Senza badare a convenevoli, con il diciassettesimo lungometraggio diretto dal fedelissimo Pierre Coffin, già regista dei primi tre film di Cattivissimo Me e del primo Minions (presta inoltre la voce ai Minions fin dal loro debutto cinematografico nel 2010), scritto da Brian Lynch (Minions, Pets – Vita da animali) e dallo stesso Pierre Coffin, Meledandri ribadisce al mondo (del mercato dell’animazione) che i Minions sono ancora tra i personaggi animati più iconici della loro generazione e una vera macchina per fare soldi.
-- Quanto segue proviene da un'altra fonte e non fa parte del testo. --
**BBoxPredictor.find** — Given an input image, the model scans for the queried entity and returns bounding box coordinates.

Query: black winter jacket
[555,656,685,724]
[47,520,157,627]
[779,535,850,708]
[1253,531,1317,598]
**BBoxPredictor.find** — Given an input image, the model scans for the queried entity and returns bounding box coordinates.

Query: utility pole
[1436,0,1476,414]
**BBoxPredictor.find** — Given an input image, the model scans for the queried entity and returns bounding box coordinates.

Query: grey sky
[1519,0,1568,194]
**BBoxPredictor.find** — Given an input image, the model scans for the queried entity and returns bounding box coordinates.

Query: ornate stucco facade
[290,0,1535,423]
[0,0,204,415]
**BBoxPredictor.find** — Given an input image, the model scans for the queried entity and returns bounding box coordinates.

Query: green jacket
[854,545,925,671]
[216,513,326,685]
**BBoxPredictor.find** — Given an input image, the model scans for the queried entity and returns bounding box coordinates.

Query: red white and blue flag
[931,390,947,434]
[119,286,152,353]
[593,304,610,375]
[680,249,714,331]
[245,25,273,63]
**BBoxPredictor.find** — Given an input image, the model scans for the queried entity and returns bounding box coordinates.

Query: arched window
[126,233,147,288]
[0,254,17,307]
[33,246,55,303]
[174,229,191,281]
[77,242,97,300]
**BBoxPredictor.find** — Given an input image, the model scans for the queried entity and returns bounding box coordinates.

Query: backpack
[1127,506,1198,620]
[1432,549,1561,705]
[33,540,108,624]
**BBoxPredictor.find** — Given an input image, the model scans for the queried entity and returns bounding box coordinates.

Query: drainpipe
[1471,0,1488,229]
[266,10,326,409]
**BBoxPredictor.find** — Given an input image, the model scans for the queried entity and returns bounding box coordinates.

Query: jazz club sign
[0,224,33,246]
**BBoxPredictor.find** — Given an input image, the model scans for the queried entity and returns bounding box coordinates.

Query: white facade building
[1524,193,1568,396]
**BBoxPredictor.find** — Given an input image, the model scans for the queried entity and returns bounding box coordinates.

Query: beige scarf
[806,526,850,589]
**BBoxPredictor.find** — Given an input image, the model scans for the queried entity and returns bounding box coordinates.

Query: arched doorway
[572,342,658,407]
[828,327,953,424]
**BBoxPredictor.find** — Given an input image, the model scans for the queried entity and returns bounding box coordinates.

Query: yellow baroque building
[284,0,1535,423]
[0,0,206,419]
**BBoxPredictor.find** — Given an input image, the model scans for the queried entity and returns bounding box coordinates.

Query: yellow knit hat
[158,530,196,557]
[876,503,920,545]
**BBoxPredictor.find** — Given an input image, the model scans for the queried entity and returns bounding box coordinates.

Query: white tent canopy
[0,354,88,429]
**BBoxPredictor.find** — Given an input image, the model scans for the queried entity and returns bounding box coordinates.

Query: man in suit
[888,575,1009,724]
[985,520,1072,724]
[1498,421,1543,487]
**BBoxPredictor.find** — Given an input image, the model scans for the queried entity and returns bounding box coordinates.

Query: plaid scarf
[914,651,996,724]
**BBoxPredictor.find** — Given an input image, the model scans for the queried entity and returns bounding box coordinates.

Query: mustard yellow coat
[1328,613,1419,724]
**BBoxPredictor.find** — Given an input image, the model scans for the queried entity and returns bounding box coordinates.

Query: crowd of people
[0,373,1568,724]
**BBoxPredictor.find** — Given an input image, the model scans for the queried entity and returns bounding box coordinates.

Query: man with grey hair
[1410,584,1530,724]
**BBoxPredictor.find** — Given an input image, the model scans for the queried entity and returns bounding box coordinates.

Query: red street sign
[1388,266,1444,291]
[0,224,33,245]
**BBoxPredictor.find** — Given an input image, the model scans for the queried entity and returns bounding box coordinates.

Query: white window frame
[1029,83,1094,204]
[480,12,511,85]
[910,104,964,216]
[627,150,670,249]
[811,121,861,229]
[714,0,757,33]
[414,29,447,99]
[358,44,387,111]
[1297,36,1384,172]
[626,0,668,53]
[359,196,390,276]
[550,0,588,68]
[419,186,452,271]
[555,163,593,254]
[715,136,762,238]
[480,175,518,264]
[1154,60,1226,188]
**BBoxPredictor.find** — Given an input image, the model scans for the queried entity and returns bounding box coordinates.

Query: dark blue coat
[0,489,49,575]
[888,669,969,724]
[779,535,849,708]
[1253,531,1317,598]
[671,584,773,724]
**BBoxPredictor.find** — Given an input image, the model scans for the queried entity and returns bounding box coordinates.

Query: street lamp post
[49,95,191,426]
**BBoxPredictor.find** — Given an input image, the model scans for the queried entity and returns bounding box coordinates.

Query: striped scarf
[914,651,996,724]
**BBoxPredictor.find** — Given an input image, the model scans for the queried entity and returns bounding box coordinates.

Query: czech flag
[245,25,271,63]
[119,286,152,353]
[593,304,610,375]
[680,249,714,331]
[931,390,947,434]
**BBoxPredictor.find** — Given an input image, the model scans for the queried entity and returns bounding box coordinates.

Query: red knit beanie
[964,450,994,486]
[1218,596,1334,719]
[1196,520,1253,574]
Come già accadeva in Cattivissimo Me 4, il film di Coffin punta tutto sulla sostanza spremendo fino all’osso la rodata formula dei titoli precedenti che tanto ha concesso alla fortuna di una delle saghe più celebrate del cinema d’animazione degli ultimi vent’anni. L’incipit e tutta la prima parte saranno il cavallo di battaglia di tanti che vorranno avvicinare i bambini alla bellezza del cinema attraverso un concentrato di scene iconiche desacralizzate e rivisitate dagli stessi Minions. Fin dai titoli di testa i gialli entrano in scena (in bianco e nero), ammiccano al cinema del passato, vanno in rotta di collisione con i miti e i riti del cinema delle origini: Lumière, Melies, Chaplin, Keaton, Casablanca, Quarto Potere, ET.

Da una parte sono loro la miccia che innesca la forza del cinema (si veda la famosa scena tratta da Tempi moderni in cui Charlot finisce inghiottito dagli ingranaggi della macchina e della catena di montaggio a causa dei Minions), dall’altra si fanno interpreti di un’autentica riscrittura su pellicola dei grandi classici e subiscono le conseguenze del passaggio dal muto al sonoro (e i riferimenti a Cantando sotto la pioggia non mancano) compresa l’inevitabile caduta nel fallimento e risalita al successo. Il tutto è condito da un’abbondante dose di sperimentazione sui generi e l’effetto straniante causato da questa struttura frammentata in cui si accavallano western, horror, sci-fi, funziona fino alla seconda parte del film dove il ritmo da forsennato si fa più cauto e giocherellone perdendo di vivacità. L’epilogo presenta un twist un po’ prevedibile ma non banale in cui, di nuovo, in tanti troveranno spunto per tornare a riflettere sulla potenza delle immagini e sul senso di ciò che guardiamo, anche a cominciare dalla comicità generosa e imprevedibile dei Minions.